This project was a study at San Jose State University in 2014 for the Center for Applied Mathematics, Computation, and Statistics (CAMCOS). The project was sponsored by NASA Ames Research Center.
Contributors:
Given a set of points, how can we determine the geometry and topology of those points? What shapes do you see? What if I told you that these dots actually formed letters (obviously with some dots missing)? With that knowledge, would you be able to identify the letters that these points form? Of course it is almost impossible with so few points. But the more points we have, the easier the task becomes. And at some point, our eyes and brains can link clusters of points to familiar letters that we have seen in our past.

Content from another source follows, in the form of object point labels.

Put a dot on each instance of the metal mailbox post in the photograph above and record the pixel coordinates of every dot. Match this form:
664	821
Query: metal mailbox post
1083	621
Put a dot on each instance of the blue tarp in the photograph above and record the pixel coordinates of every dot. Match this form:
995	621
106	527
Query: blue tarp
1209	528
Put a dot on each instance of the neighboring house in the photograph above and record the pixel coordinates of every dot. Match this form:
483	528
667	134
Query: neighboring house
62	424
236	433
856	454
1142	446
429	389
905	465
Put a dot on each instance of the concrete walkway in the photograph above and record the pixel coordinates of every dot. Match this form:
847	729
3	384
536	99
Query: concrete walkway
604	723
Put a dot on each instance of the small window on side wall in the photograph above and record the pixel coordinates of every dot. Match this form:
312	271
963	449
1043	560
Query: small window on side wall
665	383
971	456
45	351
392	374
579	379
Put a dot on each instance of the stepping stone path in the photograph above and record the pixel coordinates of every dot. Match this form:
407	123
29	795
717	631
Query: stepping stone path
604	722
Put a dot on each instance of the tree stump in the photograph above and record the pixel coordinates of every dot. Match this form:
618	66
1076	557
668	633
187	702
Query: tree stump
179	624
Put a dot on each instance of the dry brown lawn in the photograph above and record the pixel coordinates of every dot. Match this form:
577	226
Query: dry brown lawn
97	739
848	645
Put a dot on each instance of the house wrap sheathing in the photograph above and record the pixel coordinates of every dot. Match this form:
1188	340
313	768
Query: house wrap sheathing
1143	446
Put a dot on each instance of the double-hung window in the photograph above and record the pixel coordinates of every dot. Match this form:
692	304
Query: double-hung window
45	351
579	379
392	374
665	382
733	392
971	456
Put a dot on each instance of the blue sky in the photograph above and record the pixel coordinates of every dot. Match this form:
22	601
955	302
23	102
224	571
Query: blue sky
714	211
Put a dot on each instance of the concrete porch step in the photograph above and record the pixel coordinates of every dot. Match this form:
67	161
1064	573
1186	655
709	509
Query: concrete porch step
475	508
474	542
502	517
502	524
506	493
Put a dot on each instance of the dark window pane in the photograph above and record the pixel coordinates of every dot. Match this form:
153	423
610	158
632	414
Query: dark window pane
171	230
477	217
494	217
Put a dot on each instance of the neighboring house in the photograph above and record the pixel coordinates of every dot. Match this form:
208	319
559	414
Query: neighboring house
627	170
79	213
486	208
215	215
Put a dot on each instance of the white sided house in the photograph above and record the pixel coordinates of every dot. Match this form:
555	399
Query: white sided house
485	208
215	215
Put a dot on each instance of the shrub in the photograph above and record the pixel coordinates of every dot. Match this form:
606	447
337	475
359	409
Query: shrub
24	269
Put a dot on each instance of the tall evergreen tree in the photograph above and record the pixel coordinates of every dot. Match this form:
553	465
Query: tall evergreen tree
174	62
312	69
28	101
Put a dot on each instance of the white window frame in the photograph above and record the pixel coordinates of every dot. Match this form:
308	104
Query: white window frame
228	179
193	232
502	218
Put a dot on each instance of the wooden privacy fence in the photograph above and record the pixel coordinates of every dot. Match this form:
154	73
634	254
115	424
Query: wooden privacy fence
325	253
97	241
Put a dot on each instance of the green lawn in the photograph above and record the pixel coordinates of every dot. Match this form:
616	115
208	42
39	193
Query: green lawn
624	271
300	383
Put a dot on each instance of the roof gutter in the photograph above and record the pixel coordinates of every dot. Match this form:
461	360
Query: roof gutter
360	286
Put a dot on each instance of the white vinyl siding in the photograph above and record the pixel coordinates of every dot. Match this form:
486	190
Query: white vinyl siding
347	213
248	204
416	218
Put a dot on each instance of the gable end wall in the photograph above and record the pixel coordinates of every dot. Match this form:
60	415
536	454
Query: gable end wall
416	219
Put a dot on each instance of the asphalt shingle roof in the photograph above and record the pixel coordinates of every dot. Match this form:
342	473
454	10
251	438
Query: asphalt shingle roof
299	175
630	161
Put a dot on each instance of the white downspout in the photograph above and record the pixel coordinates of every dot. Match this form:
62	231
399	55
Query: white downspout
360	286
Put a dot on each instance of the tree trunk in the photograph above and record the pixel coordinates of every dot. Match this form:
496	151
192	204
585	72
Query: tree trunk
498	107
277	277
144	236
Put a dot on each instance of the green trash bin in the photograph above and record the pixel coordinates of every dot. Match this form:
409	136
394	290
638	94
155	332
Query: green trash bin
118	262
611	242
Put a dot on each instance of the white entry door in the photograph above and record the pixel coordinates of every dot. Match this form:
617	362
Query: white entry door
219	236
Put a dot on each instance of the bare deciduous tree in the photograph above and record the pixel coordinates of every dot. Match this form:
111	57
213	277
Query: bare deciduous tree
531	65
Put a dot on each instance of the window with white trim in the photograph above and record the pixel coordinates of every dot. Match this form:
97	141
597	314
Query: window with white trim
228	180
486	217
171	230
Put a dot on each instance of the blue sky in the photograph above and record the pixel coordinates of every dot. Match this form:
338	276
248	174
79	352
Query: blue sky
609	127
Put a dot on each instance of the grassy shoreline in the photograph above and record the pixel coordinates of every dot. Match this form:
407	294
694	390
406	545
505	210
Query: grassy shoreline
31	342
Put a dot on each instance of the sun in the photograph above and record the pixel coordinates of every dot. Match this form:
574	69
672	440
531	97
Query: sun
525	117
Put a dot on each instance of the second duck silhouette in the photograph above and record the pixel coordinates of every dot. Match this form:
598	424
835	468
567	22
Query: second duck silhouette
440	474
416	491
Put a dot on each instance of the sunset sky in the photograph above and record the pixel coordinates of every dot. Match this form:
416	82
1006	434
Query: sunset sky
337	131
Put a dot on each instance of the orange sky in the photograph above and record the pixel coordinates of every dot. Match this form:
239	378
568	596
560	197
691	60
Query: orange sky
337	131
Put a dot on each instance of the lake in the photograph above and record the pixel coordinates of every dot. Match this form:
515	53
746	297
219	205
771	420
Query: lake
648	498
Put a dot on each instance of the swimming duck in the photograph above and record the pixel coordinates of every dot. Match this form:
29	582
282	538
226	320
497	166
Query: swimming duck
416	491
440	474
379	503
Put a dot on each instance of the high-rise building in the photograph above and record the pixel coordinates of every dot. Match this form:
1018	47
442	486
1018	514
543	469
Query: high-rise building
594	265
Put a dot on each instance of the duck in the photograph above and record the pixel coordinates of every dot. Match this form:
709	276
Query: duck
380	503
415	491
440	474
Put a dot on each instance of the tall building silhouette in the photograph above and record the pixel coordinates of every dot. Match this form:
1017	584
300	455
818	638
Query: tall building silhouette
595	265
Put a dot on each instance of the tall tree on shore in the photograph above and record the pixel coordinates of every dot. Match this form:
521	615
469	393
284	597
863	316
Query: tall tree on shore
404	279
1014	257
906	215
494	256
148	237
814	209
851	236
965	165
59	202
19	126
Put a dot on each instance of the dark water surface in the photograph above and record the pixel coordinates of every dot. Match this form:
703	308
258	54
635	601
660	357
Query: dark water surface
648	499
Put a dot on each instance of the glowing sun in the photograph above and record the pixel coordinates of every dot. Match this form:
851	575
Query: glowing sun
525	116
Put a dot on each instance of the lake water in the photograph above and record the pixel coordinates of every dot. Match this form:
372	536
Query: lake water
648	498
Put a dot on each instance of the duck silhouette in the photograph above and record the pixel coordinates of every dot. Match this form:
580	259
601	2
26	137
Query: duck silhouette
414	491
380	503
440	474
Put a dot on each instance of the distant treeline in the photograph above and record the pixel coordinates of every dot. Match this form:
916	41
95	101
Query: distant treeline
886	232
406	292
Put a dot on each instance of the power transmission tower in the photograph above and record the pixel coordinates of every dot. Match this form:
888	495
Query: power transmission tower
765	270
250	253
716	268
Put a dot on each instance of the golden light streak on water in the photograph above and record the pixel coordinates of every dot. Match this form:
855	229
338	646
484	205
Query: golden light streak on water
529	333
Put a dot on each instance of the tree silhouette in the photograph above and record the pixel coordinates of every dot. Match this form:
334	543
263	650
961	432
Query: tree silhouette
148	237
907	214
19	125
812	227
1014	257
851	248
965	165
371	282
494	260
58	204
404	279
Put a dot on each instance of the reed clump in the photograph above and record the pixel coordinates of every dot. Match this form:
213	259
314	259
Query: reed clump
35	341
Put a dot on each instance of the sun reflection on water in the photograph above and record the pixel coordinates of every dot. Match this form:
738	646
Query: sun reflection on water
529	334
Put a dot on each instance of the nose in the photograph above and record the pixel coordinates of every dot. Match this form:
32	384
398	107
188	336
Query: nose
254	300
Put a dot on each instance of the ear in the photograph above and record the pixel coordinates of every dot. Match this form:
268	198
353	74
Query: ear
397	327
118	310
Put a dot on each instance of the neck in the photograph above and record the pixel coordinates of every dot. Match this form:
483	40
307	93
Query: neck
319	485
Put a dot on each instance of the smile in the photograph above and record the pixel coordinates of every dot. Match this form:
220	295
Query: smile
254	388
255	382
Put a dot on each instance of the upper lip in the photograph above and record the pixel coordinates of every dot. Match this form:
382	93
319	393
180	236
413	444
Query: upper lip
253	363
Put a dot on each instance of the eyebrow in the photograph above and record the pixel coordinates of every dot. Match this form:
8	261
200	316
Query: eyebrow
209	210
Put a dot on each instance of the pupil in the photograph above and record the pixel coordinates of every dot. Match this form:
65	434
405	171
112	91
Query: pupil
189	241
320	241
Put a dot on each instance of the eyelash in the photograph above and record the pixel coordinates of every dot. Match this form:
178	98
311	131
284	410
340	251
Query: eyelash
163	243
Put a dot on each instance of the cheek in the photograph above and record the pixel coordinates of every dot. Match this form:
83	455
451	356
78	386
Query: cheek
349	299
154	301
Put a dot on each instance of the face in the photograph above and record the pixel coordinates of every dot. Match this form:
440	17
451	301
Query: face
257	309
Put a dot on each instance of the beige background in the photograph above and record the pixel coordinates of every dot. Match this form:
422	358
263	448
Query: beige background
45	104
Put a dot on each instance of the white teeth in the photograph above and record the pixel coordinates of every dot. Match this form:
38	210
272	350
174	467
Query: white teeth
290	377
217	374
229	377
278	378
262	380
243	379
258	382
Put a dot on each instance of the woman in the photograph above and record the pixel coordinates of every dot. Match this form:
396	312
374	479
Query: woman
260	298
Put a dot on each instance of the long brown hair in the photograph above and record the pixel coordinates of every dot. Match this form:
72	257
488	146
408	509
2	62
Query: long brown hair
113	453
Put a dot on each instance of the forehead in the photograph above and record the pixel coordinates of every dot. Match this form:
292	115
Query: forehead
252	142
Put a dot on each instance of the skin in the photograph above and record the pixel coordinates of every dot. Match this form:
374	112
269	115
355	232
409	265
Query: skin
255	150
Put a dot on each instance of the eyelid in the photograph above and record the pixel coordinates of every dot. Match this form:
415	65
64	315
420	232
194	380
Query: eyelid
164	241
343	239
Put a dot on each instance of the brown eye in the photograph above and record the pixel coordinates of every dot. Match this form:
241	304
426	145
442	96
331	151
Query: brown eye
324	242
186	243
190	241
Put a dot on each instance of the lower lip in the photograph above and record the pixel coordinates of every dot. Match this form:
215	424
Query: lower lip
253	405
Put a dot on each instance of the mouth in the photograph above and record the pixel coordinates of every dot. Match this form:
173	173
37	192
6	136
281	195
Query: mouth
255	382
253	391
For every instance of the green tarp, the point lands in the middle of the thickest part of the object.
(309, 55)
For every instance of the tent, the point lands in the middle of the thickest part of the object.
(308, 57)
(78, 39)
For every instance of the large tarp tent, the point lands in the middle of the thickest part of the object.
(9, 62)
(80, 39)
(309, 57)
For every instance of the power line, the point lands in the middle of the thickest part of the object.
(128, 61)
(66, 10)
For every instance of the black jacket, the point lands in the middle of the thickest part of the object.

The question is, how do we train the computer to do the same? To do this, We want to be able to say which points should be connected to one another. We want to identify areas of thick point distributions and classify them separately from thin distributions. We want to see how many holes are in the data (the N has no holes and the L has two). In this project, since we only have one universe and only one point distribution, we can only use unsupervised learning to make sense of the our data.
The data we are working with is a subset of 134,000 galaxies from the Sloan Digital Sky Survey (SDSS DR7), which is data collected from the 2.5 m telescope at the Apache Point Observatory in New Mexico. Each object here is an entire galaxy like the milky way, composed of hundreds of billions of stars like our sun. As we fly through the data, you might get a sense of structure – what some call the “cosmic web”.
There appear to be over-dense and under-dense regions. Our goal is to characterize the geometry and topology of this data set is to identify structures.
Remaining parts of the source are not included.